ゲストハウスに着いて、ズズたちに話をする。


「昨日はお疲れ。二日酔いじゃない?」


「はい、何人か頭が痛いといっておりますが、大丈夫です」


「そっか、大丈夫そうだね。昨日のうちに家を作ったから割り当てたいんだけど、どう分けたら良いかな?家は3軒作ったんだけど」


ズズたちは意味がわからない、という風に困った顔をしている。


「家というのは・・・そんなに簡単に作れるものなのですか?」


「ユウ様には朝飯前のことです。ホールスネークを倒した状況を見たと思いますが、あのようにマテルを使いこなし、マテュリスより優れております」


「そう・・・ですか。わかりました。3軒を使ってよろしいのであれば、私とピリ、グノとシナ、ホツは一人とこのような配置にしていただきたい」


ん?この配置は・・・恋人なのかな?


「何を考えて・・・あぁそういうことですね。ユウ様、私とピリは夫婦です。グノとシナも夫婦ですよ」


「ぬぁんだとーーーーー!」

「なんだって!」

「にゃんだって!」

「なんてことです!」


4人で驚いてしまった。背が小さく、子供のように見えるが、妖精族に近い容姿のためこれで成人なのだそうだ。

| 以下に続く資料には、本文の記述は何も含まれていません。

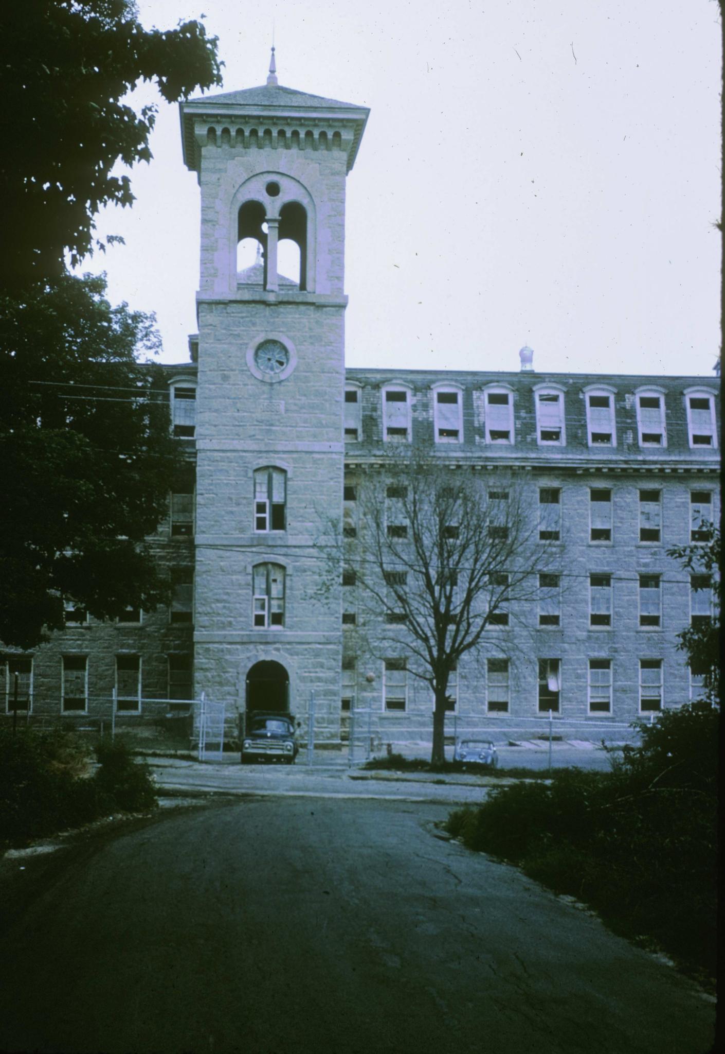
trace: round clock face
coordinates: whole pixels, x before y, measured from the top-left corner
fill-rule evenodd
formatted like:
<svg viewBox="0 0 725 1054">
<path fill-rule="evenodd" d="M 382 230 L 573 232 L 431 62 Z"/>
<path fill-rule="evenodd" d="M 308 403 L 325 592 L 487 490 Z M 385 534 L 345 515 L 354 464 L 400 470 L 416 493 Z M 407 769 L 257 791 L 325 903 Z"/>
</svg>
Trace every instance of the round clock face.
<svg viewBox="0 0 725 1054">
<path fill-rule="evenodd" d="M 281 373 L 290 362 L 290 353 L 280 340 L 262 340 L 254 352 L 254 362 L 262 373 Z"/>
</svg>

マジで、おませなお子ちゃまかと思ったが、本当に大人だったとは!


「あと・・・私のお腹には赤ちゃんがいるので、これからはあまり激しい運動や力仕事はできないのです」


「ばかな!シャ〇と同じく3倍速いのか?!」

「私でさえ手をつないだだけというのに!」

「じぇ・・にゃにゃにゃ」

「子供みたいでも大人・・・私でも・・・」


みんな混乱している。クロはなんか自分の進展なしっぷりをばらしちゃってるし、ミミはなぜか、なぜかわからないが、朝の連ドラで有名になった、ある地方の驚いたときの言葉を言おうとしていたし、ティカは目がなんか怖い。

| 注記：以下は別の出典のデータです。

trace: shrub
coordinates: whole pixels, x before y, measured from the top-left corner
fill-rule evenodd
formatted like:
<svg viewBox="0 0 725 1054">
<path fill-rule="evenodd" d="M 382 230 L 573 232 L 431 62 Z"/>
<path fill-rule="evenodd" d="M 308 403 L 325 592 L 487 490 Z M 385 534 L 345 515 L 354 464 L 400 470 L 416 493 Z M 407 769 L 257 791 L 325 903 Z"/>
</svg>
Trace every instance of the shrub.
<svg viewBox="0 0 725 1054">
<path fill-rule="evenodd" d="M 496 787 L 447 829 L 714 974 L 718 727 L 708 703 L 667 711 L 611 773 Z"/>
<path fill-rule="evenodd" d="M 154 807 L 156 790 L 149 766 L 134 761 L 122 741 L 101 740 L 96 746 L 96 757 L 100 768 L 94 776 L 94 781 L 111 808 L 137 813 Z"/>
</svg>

ピリさんの妊娠発言に驚いてしまったが、今まではお腹がぽっこりしてるのは子供だからかと思っていたが、おめでただとは・・・なんか子供が子供を生む感じがしちゃうから心配になってしまう。


でもおめでたい話には違いない!これは今後みんなでサポートしていこう。


「おどろいちゃってごめん。でもそれはおめでたい話だ。みんなでサポートするから元気な赤ちゃんを産んでね。村で第1号の赤ちゃんだ!」


新たな住民が増え、新たな命も半年後ぐらいには生まれるだろう。村としては活気付いてよいと思う。


村人にピリさんの妊娠を話したら、同じように意味不明な発言をしてしまうほど驚いていたが、みんな喜んでいた。


生まれてくるまでに少しでも良い村にできるように頑張ろう。